И вообще, зачем продолжаешь который год работать, как будто ничего не случилось, по странной какой-то инерции служить делу, в которое совсем не веришь, и бороться с людьми, делами, идеями, в которые не веришь тоже? Должна же быть хоть одна опора, хоть одна истина, надежная без исключения, истина навсегда? Во что превратился он сам?
А может быть, за всем этим двойным и тройным маскарадом, за тем обликом души, который он в себе знает, допускает знать, ворочается иное существо, тайный и грязный зверь?
Кобцевич поднял голову, взглянул на часы и на окно.
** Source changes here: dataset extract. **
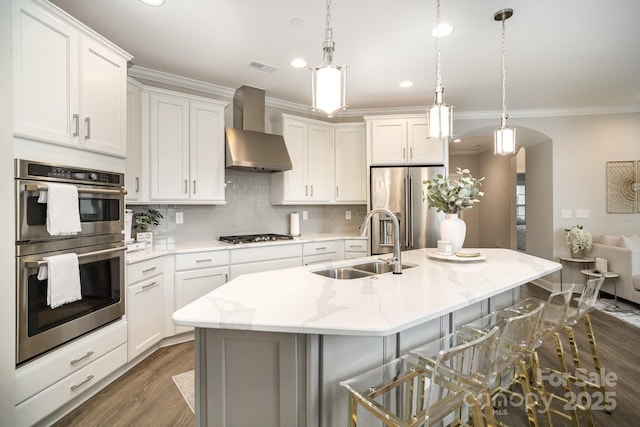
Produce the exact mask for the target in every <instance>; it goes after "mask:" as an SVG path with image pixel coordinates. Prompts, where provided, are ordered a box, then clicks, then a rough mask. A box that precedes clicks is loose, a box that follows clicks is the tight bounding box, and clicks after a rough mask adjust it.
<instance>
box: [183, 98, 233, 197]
mask: <svg viewBox="0 0 640 427" xmlns="http://www.w3.org/2000/svg"><path fill="white" fill-rule="evenodd" d="M189 120H190V128H189V130H190V134H189V139H190V150H189V151H190V162H189V163H190V176H191V181H190V190H191V194H190V198H191V200H205V201H220V202H224V201H225V195H224V156H225V152H224V109H223V108H220V107H219V106H217V105H211V104H209V103H204V102H195V101H191V102H190V115H189ZM221 159H223V160H222V162H221V161H220V160H221Z"/></svg>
Там по-прежнему горел слабый розовый свет, да по занавеске проплыла неспешная тень. А времени - немного. "Окна", во время которого никто не заметит его отсутствия ни в управлении, ни в дежурке, ни дома, оставалось всего минут сорок. И это - на все, с учетом дорожной скользотищи.
Дмитрий никогда не прокалывался; и теперь, не зная еще, что именно предпримет, он, как всегда, подстраховался.
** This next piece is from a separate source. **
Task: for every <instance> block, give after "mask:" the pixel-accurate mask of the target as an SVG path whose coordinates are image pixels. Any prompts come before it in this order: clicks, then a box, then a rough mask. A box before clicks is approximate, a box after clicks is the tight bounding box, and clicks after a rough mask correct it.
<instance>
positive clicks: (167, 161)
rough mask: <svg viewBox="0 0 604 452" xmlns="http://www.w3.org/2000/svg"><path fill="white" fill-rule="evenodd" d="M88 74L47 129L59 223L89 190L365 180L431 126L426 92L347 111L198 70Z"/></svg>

Быстро набрал домашний номер и, как мог спокойно, сказал Маше, что, наверное, приедет ужинать через полчаса, если дела не задержат.
Позвонил в дежурку - все нормально, а раз так, то немного задержится, поужинает дома.
И набрал третий номер - телефона в двадцать пятой квартире. Шесть цифр; а перед седьмой - замер.
Все дело - в ней. Но признаться в этом - страшно: Ни советоваться, ни водку пьянствовать с Вадимом уже нет ни времени, ни желания. Да и стоит ли сейчас всерьез раздумывать, хуже ли и насколько хуже всем станет, если операции сработают и начнется откатка, большая откатка, из которой далеко не все выкарабкаются живыми и неискалеченными? Хотя, наверное, предупредить было бы честнее; и если вы, господа, чего-то и в самом деле стоите, если часть народа за вас - тогда потягаемся, а история пусть рассудит. А то ведь исподтишка можно и голову Олоферну отрубить - а в равном бою все пошло бы иначе…
Даже сейчас, уже почти допустив внутреннее прозрение, отгонял его, пытался - внутренне - откупиться соображением о долге служебном и долге историческом, пытался залить, замазать словесами светлеющее окно…
Нет, на внешнем слое Кобцевич не скрывал ни от себя, ни от Машки и даже ни от Рубана, что ему нравится эта тонкая, манерная, злоязычная змеюка. Сто лет знакомы; еще и женаты не были, когда Маша привела в дом подругу, состоящую, по тогдашнему неумению делать макияж и отсутствию приличной одежды, только из яркозеленых, широко расставленных глаз и неприлично красивых ног.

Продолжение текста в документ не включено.